Près d’un tiers des habitants de ce pays d’Afrique centrale vit sous le seuil de pauvreté, malgré ses immenses ressources en pétrole et en diamants.

« Nous étions tous au courant » : les Angolais n’éprouvent aucune surprise après la publication d’une enquête internationale accusant la fille de l’ex-président Jose Eduardo dos Santos d’avoir « siphonné les caisses du pays ». Beaucoup souhaitent que ces investigations débouchent sur une lutte contre la corruption « dans tous les secteurs » du pays.

La justice angolaise a promis d’utiliser « tous les moyens possibles » pour ramener en Angola Isabel dos Santos, surnommée « la Princesse », qui vit essentiellement entre Londres et Dubaï, pour y être jugée, après les révélations des « Luanda Leaks » par le Consortium international des journalistes d’investigation (ICIJ).

« Cette enquête est bien tardive. Nous savions tous que la fortune d’Isabel dos Santos était bâtie sur l’influence de son père et le détournement des fonds publics », témoigne Geraldo Dala, un professeur de philosophie. « Comment une femme de 30 ans aurait pu devenir la plus riche fortune d’Afrique autrement ? »

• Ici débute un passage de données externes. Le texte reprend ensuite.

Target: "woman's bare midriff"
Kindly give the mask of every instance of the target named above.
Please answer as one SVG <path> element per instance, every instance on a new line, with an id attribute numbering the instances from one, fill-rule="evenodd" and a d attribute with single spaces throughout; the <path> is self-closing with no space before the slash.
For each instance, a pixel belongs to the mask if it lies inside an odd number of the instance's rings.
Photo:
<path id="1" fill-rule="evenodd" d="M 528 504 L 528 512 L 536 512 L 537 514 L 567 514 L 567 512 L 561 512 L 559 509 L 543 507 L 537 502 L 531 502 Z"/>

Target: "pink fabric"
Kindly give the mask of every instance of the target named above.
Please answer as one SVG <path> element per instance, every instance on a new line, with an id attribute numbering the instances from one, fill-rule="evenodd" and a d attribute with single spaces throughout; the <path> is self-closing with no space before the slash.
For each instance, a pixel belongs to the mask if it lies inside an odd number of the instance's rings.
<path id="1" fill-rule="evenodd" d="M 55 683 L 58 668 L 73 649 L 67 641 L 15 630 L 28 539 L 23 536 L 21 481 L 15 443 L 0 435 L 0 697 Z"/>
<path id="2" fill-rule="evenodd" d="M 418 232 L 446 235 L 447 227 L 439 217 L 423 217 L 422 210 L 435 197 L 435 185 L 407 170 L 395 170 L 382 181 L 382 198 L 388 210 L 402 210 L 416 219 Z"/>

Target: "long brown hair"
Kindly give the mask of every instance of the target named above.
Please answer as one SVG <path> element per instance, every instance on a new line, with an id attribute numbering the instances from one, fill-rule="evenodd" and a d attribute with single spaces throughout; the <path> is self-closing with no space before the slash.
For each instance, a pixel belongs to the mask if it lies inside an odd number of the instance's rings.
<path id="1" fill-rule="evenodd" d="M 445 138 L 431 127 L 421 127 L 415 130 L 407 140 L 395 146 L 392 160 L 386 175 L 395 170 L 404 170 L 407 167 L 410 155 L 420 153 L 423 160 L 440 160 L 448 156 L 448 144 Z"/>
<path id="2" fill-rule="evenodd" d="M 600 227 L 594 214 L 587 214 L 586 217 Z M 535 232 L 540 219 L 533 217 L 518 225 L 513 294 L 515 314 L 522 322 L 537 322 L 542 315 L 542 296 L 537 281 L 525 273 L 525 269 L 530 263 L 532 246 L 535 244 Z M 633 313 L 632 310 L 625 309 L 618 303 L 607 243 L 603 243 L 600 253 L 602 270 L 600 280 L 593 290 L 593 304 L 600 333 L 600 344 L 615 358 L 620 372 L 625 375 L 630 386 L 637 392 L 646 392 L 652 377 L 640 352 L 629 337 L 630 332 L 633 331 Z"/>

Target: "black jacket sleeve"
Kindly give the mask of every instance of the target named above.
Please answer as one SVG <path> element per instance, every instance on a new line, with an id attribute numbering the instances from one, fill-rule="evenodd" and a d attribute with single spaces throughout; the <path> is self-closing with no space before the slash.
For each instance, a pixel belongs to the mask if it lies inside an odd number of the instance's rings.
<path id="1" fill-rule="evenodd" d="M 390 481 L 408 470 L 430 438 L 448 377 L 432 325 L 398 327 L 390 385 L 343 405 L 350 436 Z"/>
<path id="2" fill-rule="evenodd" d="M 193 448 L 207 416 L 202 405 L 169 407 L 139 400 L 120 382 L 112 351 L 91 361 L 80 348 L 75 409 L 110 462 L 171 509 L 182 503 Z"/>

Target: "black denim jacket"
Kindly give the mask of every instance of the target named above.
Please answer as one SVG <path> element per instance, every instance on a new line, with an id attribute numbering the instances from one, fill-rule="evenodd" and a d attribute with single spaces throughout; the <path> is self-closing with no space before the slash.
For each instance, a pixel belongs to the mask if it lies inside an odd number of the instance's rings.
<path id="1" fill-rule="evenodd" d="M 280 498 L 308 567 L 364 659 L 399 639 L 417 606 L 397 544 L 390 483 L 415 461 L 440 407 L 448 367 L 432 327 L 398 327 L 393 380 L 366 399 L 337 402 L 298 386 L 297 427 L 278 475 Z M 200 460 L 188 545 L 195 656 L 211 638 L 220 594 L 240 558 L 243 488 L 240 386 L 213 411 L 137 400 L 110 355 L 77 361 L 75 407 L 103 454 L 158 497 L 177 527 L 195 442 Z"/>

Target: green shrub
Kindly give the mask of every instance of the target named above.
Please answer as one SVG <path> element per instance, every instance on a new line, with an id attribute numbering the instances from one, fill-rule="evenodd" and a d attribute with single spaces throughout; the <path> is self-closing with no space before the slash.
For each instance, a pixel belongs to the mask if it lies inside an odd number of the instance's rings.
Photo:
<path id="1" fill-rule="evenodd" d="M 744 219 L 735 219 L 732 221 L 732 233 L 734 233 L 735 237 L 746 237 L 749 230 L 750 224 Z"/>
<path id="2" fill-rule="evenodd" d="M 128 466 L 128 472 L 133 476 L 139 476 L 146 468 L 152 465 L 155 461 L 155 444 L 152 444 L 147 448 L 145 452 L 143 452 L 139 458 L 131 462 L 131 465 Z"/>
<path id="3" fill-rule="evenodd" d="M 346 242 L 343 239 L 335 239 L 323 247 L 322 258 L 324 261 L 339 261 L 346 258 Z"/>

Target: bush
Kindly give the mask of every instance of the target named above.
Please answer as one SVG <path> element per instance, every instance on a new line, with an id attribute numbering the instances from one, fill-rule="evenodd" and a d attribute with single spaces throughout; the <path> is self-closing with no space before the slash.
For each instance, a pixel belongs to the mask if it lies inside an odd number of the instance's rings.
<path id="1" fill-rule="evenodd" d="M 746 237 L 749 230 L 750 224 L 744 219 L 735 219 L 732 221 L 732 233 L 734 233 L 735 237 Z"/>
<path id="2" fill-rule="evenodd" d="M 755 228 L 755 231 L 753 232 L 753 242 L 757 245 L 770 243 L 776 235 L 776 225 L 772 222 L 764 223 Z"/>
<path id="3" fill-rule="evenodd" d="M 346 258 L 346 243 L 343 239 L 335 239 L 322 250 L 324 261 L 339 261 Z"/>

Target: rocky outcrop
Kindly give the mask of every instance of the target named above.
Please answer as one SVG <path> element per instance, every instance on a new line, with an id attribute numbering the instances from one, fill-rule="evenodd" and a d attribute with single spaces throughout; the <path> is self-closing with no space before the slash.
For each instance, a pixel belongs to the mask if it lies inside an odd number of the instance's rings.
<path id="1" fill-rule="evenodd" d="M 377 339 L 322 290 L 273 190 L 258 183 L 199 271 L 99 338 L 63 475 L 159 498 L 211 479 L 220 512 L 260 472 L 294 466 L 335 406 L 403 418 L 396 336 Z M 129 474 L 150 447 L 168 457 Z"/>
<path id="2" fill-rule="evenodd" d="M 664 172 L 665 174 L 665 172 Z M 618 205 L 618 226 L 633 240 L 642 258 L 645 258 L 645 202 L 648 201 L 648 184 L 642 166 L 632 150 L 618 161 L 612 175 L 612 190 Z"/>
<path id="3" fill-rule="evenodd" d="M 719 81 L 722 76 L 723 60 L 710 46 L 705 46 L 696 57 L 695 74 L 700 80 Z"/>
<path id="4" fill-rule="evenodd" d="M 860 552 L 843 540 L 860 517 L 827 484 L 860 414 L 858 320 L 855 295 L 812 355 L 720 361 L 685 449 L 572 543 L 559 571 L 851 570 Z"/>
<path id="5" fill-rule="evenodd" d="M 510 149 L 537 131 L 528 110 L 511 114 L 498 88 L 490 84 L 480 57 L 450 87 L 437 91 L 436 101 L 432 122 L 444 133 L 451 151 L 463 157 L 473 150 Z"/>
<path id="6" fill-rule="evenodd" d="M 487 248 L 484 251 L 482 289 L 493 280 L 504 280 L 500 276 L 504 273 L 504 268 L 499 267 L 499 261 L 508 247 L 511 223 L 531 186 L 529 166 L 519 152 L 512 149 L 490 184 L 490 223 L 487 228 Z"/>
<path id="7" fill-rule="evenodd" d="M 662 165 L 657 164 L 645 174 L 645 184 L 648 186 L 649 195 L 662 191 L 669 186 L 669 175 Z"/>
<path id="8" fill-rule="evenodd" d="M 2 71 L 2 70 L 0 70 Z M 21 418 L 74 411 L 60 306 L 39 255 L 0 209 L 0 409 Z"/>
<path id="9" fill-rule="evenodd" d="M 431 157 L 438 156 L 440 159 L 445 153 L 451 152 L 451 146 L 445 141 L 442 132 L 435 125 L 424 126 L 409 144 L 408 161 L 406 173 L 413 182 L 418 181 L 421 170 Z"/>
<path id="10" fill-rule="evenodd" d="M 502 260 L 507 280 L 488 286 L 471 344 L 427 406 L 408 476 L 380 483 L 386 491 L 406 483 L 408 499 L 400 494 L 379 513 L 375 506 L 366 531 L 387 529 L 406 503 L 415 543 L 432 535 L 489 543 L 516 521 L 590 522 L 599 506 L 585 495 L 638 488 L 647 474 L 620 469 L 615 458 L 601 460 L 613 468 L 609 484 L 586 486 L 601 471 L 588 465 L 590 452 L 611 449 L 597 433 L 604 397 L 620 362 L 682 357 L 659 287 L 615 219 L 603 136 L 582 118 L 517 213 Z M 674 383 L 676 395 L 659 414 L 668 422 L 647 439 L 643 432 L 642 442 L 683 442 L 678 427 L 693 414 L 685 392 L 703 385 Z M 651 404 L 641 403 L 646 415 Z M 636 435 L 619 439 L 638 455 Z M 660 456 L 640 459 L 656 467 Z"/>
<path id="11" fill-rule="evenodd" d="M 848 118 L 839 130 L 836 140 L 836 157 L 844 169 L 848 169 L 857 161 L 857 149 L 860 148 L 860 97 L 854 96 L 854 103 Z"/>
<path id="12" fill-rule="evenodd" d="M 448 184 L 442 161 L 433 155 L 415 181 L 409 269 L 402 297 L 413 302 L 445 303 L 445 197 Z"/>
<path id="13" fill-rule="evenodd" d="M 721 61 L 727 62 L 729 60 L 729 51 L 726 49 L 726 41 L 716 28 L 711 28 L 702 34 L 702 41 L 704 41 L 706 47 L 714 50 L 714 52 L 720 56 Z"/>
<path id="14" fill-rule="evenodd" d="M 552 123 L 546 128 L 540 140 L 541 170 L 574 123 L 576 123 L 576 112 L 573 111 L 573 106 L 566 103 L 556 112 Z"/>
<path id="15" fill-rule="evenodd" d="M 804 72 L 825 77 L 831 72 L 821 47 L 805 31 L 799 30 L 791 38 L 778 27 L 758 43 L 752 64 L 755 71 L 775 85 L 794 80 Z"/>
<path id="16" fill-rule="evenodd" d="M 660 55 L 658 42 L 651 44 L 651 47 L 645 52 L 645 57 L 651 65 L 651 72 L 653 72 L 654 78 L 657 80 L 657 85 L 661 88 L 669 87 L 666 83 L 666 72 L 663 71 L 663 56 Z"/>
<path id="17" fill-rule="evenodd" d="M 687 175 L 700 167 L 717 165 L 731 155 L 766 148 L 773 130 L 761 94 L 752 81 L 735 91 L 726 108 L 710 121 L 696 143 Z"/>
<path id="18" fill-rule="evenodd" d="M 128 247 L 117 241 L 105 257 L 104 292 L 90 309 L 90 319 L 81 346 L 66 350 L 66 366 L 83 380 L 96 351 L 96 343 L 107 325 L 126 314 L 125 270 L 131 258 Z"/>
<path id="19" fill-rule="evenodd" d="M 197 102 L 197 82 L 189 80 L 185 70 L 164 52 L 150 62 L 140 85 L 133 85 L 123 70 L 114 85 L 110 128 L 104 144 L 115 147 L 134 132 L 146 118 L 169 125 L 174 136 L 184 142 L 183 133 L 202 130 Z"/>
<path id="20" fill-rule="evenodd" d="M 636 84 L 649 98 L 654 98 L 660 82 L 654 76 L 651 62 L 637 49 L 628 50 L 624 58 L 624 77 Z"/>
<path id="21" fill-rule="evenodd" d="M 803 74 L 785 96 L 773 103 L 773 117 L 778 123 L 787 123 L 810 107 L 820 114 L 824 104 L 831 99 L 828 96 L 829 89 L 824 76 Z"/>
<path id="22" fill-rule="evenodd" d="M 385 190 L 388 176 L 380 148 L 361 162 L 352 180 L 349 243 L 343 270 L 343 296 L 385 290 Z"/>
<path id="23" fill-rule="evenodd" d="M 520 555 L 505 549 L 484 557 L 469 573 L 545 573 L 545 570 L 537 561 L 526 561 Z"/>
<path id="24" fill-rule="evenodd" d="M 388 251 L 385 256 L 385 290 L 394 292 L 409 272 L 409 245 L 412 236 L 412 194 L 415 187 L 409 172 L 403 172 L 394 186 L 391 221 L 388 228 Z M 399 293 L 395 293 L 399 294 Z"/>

Isabel dos Santos, 46 ans, qui fut proclamée comme la première milliardaire d’Afrique par le magazine américain Forbes en 2013, dénonce une « chasse aux sorcières », destinée à les discréditer, elle et son père. Pendant les trente-huit ans de son règne (1979-12017), M. dos Santos avait mis l’économie de l’Angola en coupe réglée.

Depuis son arrivée au pouvoir en septembre 2017, son ancien lieutenant, Joao Lourenço a lancé une purge de grande ampleur dans l’administration et les entreprises publiques qui a visé pour l’essentiel les proches de son prédécesseur.

« Pratique généralisée »

Mais à l’écart des néons des boîtes de nuit et de l’ombre des palmiers qui ponctuent le bord de mer de Luanda, près d’un tiers des Angolais vit sous le seuil de pauvreté, en dépit des ressources pétrolières et des pierres précieuses exportées par le pays.

« Isabel et son père ont beaucoup volé, affirme Tatiana dos Santos, une marchande ambulante de 32 ans. Notre pays manque en permanence d’électricité, des milliers d’enfants ne vont pas à l’école. Si nous sommes encore pauvres aujourd’hui, c’est à cause d’Isabel dos Santos. »

La justice angolaise soupçonne Isabel dos Santos d’avoir détourné, avec son époux d’origine congolaise Sindika Dokolo, plus d’un milliard de dollars des entreprises publiques Sonangol (pétrole) et Endiama (diamant) pour nourrir leurs affaires privées.

« Isabel dos Santos doit revenir, être arrêtée et rendre l’argent que son père a volé », s’exclame Djamila Maria Bibiana, 47 ans, qui vend des vêtements d’occasion. Elle estime que le scandale en cours est digne d’un « roman ».

L’opposition, elle, sans nier l’ampleur des détournements, estime que l’affaire tombe à pic pour le gouvernement. « Comme il ne peut pas résoudre nos difficultés, comme le chômage, il nous invente une diversion », dénonce David Mendes, membre du principal parti d’opposition, l’Unita. Pour le militant des droits humains Jeremias Dito Dali, il est « étrange » que les « Luanda Leaks » ne concernent pas d’autres figures de premier plan de la politique angolaise, soupçonnées de corruption.

Refusant toute accusation de persécution politique, le journaliste d’investigation Carlos Rosado, qui a participé à l’enquête de l’ICIJ, explique qu’il ne s’agit que d’un début : « Il fallait bien qu’on commence quelque part. Maintenant, c’est aux autorités judiciaires d’étendre le champ de leurs enquêtes à d’autres secteursOn ne peut pas s’arrêter là, à la famille dos Santos. La corruption est en Angola une pratique généralisée ».